Death of a Cubs Fan
There is a cardboard box at my feet crammed with my inheritance. At the bottom are the immigration papers, the first ones from Canada and the last ones from New York. Then the first-edition Zane Greys. Then one of my mother's old jewelry boxes stuffed with my father's little tokens, like his wedding ring, and the yarmulke that Baba sewed in Odessa. And finally the rifle, leaning against one corner of the box, its firing pin long removed. My father's rifle: the walnut stock and black-metal barrel still look like a piece of my childhood bed frame.

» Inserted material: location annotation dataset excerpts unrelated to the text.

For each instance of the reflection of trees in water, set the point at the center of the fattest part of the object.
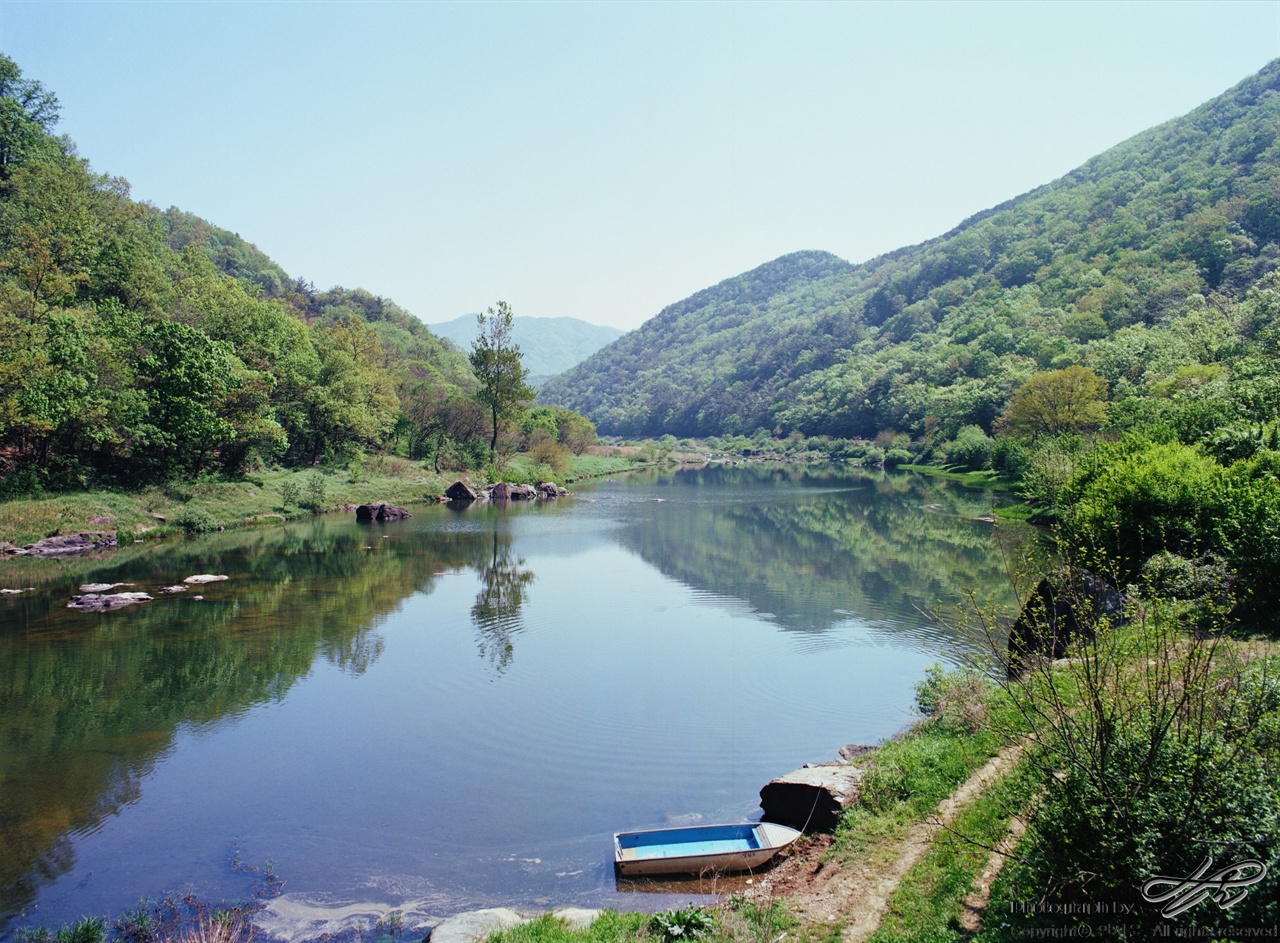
(496, 613)
(828, 544)
(92, 700)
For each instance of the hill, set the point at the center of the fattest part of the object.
(1119, 266)
(551, 344)
(138, 346)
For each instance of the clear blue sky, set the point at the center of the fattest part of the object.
(602, 160)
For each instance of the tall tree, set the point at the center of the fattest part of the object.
(496, 360)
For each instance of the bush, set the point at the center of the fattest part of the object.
(316, 493)
(196, 521)
(970, 449)
(291, 494)
(1143, 498)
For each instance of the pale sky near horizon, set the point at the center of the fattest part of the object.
(602, 160)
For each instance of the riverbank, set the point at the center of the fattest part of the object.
(274, 495)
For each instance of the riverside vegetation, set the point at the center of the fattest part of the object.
(1109, 344)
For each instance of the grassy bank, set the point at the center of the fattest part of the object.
(264, 497)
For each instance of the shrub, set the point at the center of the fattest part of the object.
(196, 521)
(291, 494)
(316, 491)
(970, 449)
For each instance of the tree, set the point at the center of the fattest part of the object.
(1057, 402)
(497, 364)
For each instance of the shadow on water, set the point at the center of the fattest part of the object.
(94, 703)
(94, 700)
(831, 543)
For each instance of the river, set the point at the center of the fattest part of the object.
(460, 709)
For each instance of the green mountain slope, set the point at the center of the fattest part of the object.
(1102, 268)
(551, 344)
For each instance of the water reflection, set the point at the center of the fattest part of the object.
(835, 543)
(92, 700)
(496, 612)
(95, 705)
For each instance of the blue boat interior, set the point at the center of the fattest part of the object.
(685, 842)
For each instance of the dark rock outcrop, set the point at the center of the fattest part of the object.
(461, 491)
(101, 603)
(380, 511)
(812, 799)
(1063, 610)
(67, 545)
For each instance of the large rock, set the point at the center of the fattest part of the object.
(67, 545)
(101, 603)
(1060, 612)
(474, 925)
(461, 491)
(380, 511)
(812, 799)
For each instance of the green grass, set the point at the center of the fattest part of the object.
(927, 902)
(979, 479)
(213, 502)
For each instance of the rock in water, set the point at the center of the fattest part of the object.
(460, 491)
(380, 511)
(67, 545)
(474, 925)
(812, 799)
(1060, 612)
(100, 603)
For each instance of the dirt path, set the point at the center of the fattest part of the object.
(858, 893)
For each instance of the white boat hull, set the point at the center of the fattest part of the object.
(699, 850)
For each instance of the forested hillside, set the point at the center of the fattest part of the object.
(549, 344)
(1134, 265)
(138, 343)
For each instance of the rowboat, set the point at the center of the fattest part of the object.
(700, 848)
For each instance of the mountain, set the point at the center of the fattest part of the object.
(551, 344)
(1110, 266)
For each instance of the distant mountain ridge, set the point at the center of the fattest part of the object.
(551, 344)
(1097, 268)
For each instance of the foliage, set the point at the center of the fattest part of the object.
(497, 364)
(688, 923)
(1057, 402)
(196, 521)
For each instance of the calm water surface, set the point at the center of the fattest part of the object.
(458, 710)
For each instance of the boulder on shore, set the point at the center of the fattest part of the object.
(812, 799)
(67, 545)
(1061, 612)
(461, 491)
(380, 511)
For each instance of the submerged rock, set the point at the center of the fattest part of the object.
(380, 511)
(461, 491)
(101, 603)
(67, 545)
(812, 799)
(472, 925)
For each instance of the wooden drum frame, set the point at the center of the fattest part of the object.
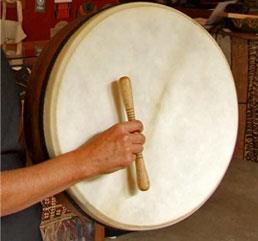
(186, 100)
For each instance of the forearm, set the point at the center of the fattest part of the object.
(24, 187)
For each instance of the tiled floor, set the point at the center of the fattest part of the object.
(231, 214)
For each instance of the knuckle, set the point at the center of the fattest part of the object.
(125, 138)
(140, 125)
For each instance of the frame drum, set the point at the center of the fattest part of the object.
(184, 94)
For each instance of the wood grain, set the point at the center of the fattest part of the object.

All day I dragged the box from room to room of my parents' house. Now it lies at my feet like a loyal dog.
We're sitting in the living room. My mother is beside me on the couch. My cousins, also in their forties now, straddle dining room chairs carried in from the other room. The rabbi sits on a velvet-upholstered ottoman in the middle with his legs crossed at his knees. There is a notebook on his lap. He is gathering information for the eulogy while my cousins take turns one-upping each other with bad jokes.
The rabbi has a face like open arms, practiced in sad smiles. He wears a sweater a size too small. His corduroys recede halfway up his shins but his white socks are pulled up higher. He nods at the jokes, takes notes and finally says, "And you, Mrs. Mayor. I'm sure you have all the good stories."
My mother was born for this. She's the perfect mourner. She matches the rabbi's crossed legs and stacks her hands on her knees as she speaks. She says a lot of sweet things about my father that would have sounded forced when he was alive. Her arranged marriage is adapted to a romantic comedy. Her husband's crude humor is repackaged as wit. Now he was thoughtful, not moody, and stoic rather than stiff.
Half listening I open the jewelry box again. Under the yarmulke and ring is a baseball card. It is an Ernie Banks rookie card: a floating black-and-white batting stance beside Ernie's boyish smile in color. My father's favorite card: still in mint condition, still in the same clear, protective case. All day I've been taking the card out, examining it, and placing it back in the box. At the bottom Ernie signed his name, spelling out "Ernest," and I notice how similar his signature is to my own.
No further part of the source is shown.